Desiree Alexander says
It can take years to find your signature uniform look, but once you have it, morning dressing becomes so simple and nice. Thanks for all the interesting articles you wrote ✍️. Greetings from Thailand!
I like Neelam Ahooja’s style. She’s edgier than me but I love the clean lines she wears.
totally agree about Neelam She’s got great style & yes, the Row is out of reach for many but you can find a similar style at lower price points & she does talk about that. Has a more modern take on style.
What a great read! Yes, I’m far interested in studying the style of those who can actually have an impact on my own style. I have never been particularly interested in red carpet dressing.
I love Neelam too!
Notice I NEVER do stories on red carpet dressing. Could care less.
yes! Love Neelam!
I think it’s sad when female designers don’t wear their own designs bar the most basic of their designs (Maria at Dior and Virginie at Chanel). After all they speak about dressing the diverse women not just young, slim or models! It’s more interesting to me that Mrs Prada wears her own designs and shows how well her clothes works for ‘older’ women who aren’t model thin.
‘Tricia Low says
Cos has beautiful leather trench coats, beautifully made and not overpriced. Navy and black I think.
That might make a lot more sense.
While I can see the pull of a black leather trench, for me it’s a garment that you will always see first — and only then the woman wearing it. I think the Stephanie Seymour photo (despite her beauty) makes my point. Although Deneuve certainly has the innate glamour to wear her coat instead of it wearing her. Love all the thoughtful comments here about style and appreciate your platform, Jennifer.
Thanks and I see your point. But sometimes, I’m ok with having a piece that gets noticed. Especially when I’m in black blazers and pants most of the time.
A style icon to me is someone I can take daily outfit inspiration from. Throw on and go kind of clothes, because picking out outfits isn’t my cup of tea. Inspiration can be taken from their outfits no matter what your clothing budget is, and most of the time you already have those clothing pieces in your closet.
Yes, agree. It’s also because like I mentioned, they have a very classic, clean style. It becomes more about the woman in the clothes than the clothes.
Dana D says
I really appreciate the input here regarding ethnic and financial diversity. Yes please to Sade (is there a more gorgeous human being?) and also Megan O’Neill (goop beauty editor). I like the idea of a black satin trench. Side by side comparison of a lot of leather (as you suggested Jennifer)
and a lighter, more season-friendly fabric.

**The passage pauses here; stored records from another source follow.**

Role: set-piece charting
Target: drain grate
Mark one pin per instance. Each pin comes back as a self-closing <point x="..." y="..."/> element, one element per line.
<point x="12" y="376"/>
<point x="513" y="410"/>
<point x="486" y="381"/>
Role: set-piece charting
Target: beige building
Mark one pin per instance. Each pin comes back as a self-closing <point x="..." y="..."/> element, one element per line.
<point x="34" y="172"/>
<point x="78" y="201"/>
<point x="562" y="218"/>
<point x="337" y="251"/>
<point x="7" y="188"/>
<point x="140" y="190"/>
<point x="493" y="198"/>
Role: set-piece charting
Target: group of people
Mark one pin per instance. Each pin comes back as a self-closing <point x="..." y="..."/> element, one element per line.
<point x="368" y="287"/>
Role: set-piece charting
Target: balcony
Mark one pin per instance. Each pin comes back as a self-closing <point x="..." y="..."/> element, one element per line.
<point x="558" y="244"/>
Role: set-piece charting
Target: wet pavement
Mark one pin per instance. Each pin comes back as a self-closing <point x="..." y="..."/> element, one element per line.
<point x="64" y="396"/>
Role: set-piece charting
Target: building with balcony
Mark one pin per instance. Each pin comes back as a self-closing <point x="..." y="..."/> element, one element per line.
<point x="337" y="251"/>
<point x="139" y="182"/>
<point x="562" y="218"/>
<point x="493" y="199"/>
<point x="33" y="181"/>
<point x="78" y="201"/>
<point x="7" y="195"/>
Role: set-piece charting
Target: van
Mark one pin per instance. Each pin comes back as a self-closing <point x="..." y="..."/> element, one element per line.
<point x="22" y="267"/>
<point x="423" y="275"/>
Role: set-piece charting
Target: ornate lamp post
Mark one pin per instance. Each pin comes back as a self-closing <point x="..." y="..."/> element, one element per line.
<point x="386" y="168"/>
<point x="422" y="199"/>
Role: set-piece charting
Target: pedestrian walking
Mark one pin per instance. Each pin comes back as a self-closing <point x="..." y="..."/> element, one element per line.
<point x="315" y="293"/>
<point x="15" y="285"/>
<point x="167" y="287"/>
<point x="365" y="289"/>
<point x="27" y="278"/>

The comment about Barneys brought back memories. I scored some lovely pieces when they closed! I still really love The Real Real–good customer service and fun to browse.
The Real Real has some good black leather trench coats right now. There’s a RL collection one that would fit you I think. I agree with you about why designers dress the way they do….100%. Love all the comments here and also concur.
Love this sentiment of dressing well everyday by tweaking an arsenal of pieces that comprise your uniform.
1. Re: Dressing for an ‘occasion’ versus every day. I’d argue that the definition of ‘occasion’ has expanded beyond vacation/ anniversary, holiday/ award show to include, for some, performing each day by assuming the mantle of influencer, which makes each public / Zoom hour a tedious occasion. This distinction between occasion —dressing to acknowledge the significance of an event— and every day —authentically dressing to feel and communicate self— is blurred. I think this is why the dissonance around the leather trench is happening. It’s so freakin cool— and to a degree impractical— that it transcends the aspirations of every day. It veers into occasion.
2. I think here of the sentiment that fashion should be fun vs. the competing, concurrent idea of tsk tsking clothes that, if not worn with a really deft interpretation, can read as crazy kooky instead of fun —or worse déclassé!— and to avoid that, maintaining a strict bandwidth of neutral colors and classic lines. Someone who interprets this whole scene exceedingly well is Amy Smilovic of Tibi.
Angela Bassett is amazingly stylish and ageless!